A級戦犯最期の剣道―地福義彦氏、聞き書き

地福 義彦(昭和49年12月7日撮影)

酒井 利信(筑波大学大学院 准教授)
月刊「武道」 2011. 2

地福 義彦

不思議なご縁で地福義彦(じふくよしひこ)という剣道の先生から、戦後の剣道史にかかわる一般的には全く知られていない話をお聞きした。

 それはご自身が、東条英機以下A級戦犯の人たちが処刑される前に、GHQ(連合国軍最高司令官総司令部)に呼ばれて、巣鴨プリズンの中で彼らに剣道の試合を見せた、というショッキングな内容である。
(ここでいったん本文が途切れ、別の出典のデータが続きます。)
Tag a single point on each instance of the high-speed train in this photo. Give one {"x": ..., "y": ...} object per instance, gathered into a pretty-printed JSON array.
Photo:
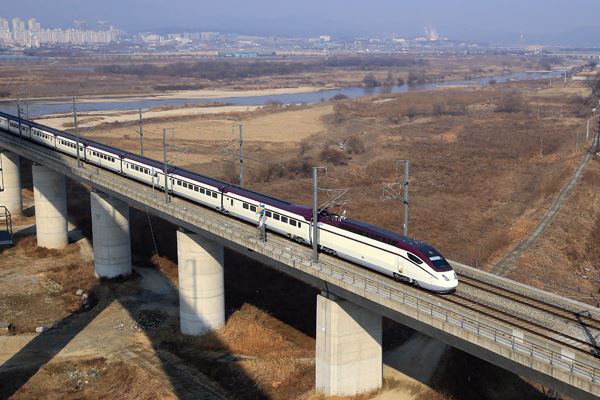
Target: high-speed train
[{"x": 384, "y": 251}]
 この件に関しては、様々手を尽くしたが裏が取れていないため、これまでどこにも報告してこなかったが、どこかに発信しなくては消えてしまう重要な歴史であるため、「聞き書き」という形でこの機会に記録にとどめておきたい。

 地福義彦先生は、大正3年(1914)11月4日生まれで、現在満96歳(面談当時満94歳)である。警視庁で助教をされるなど剣道の専門家としての道を歩んでこられ、昭和の剣聖といわれた持田 盛二(もちだ もりじ)先生の愛弟子であり、剣道復活後の第2回全日本剣道選手権大会に出場するなど、剣の腕前では相当に名の知られた方である。
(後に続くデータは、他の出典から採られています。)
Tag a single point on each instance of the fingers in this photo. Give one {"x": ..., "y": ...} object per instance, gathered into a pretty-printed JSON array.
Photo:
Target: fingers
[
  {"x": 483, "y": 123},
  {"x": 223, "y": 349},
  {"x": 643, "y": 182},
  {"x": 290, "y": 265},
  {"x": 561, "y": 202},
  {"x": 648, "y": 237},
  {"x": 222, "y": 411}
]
 お話を伺ったのは、平成21年3月6日、先生が師範をされるエーザイ剣道部の稽古後の席でのことである。

 以下、お話を伺った当日の筆者の記録である。

 巣鴨刑務所に行けと言われて防具を担いで行ったらMPがいて、中に入れと言われた。中にカマボコ兵舎があって、兵舎の中はきれいな板張りになっていた。そこには刑の執行を間近にひかえたA級戦犯の人たちが、向こうに東条英機ほか十数名いたと思う。その前で別の警察機関から呼ばれてきた人と剣道の試合をした。彼らが絞首刑になる前に剣道の試合が見たいとGHQに所望したためだという。試合は小手をとって地福先生が勝った。試合の後、東条英機とは握手をしてもらった。
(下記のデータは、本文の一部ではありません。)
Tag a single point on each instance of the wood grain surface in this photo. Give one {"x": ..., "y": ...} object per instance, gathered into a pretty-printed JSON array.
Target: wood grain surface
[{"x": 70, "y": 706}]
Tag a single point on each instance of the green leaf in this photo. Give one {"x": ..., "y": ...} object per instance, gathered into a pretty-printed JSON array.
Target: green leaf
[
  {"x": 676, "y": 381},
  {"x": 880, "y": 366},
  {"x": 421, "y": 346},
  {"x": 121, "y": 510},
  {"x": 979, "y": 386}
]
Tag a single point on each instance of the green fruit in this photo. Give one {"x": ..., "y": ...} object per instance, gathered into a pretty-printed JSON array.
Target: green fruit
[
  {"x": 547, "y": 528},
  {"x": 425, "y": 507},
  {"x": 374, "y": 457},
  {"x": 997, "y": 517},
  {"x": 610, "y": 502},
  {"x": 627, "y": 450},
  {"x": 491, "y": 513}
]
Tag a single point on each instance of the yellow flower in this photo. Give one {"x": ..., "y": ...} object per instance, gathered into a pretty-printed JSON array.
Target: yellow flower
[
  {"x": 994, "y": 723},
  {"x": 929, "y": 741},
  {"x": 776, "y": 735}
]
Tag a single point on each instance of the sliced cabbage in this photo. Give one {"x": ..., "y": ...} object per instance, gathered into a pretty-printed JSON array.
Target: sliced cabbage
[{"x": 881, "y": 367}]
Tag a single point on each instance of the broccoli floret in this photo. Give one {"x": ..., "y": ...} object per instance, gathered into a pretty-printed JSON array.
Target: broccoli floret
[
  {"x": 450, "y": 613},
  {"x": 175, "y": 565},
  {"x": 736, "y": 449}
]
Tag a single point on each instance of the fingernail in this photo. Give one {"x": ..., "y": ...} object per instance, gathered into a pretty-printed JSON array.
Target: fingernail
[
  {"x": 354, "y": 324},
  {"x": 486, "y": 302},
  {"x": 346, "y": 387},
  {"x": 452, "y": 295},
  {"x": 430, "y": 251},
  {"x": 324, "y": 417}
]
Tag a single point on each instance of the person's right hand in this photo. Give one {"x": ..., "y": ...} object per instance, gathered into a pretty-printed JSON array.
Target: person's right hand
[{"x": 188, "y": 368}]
 戦後、日本がアメリカを中心とした連合国軍の占領下におかれ、剣道がGHQの民間情報教育局(CIE)の指示のもと禁止されていた時代のことである。通常では考えられない、驚くべき、知られざる昭和剣道史といえよう。

 あまりに生々しい話であり、このことに関する解釈は難しいが、彼らが見たかったものは打った打たれたの競技としての剣道ではなかったはずである。剣道には、古来日本人が神聖なる刀剣により身を処してきた思想が根強く潜在している。彼らは剣道に触れることで心を整理したかったと考えるべきであろう。極刑に処せられた人たちは、剣道によってそこに日本古来の武士道を確認し、自尊心、平常心を保ちつつ最期を迎えたのかもしれない。

 詳細に検証をした上でオフィシャルな歴史として是非とも留めておきたい事柄であるが、このことに関しては情報があまりに少なすぎる。読者諸賢でお持ちの情報があればお寄せいただけると有り難い。